僕はただ、小さくうなずいた。胸の奥で、何か古い記憶の水音がひそやかに揺れていた。
「汐真じゃなかった空湊もあなたも、キュリシアの森で生まれたの。転スイしたのはそのあと。日本に行こうって決めたのは、あなたたちがまだ小さかった頃よ。

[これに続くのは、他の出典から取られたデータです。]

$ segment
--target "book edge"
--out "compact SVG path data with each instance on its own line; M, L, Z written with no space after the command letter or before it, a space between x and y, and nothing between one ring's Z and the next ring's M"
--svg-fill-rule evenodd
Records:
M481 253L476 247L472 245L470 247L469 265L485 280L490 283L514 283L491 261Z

森の再生の研究のために、そして……この国の水や風の“言葉”を学ぶために」
母はにこにこと笑い、縁側の灯りが髪をやわらかく照らした。
父がうなずき、少し照れくさそうに笑った。
「まぁ、そのおかげで日本での暮らしにもすぐ馴染めたんだ」
「そうよ!愛は偉大よ!ワンットウアタックよ!」
風鈴が、ちりんと鳴った。
その音が、まるでどこか遠い水面を渡ってきた合図のように感じられた。
「お風呂に入ろうよ、セリアン!」
瀬音の声に、セリアンはちょっと戸惑いながらも頷く。
「ホンホンも行くのだー!」
――えっ!?禁書が一緒に入るって……濡れて大丈夫なのかよ!?
みるみる青ざめる禁書スイタン。
「ちょ、ちょっと待て!ホンホン!」
しかしホンホンは、まるで意に介さず、キョトンとしている。
そしてにっこり笑って――
「スイタンも行くのだー!」
「やめろー!」
するとホンホンは、ぽわっと光を放ち、防水加工を展開!
――おい、禁書がこんなこと出来るんかい!?
光の粒子がスイタンを包み込み、しっかりガード。
「えええええ!?禁書が自分で防水!?そんなことできるのか!?」
スイタンは目を見開き、思わず後ずさる。
「さあ、みんなで湯船へGO!」
ホンホンは楽しそうに光を放ちながら、部屋を飛び出した。
「……あっはは!ホンホン、今日もやりたい放題だな」
瀬音とセリアンは呆れつつも大笑いしながら、部屋を出ていった。
スイタンは転スイしてから、振り回されっぱなしで気持ちが追いつかない。
しかし、なんだかんだで、こうして一緒に笑える時間が、一番の記録――いや、宝物なのだ。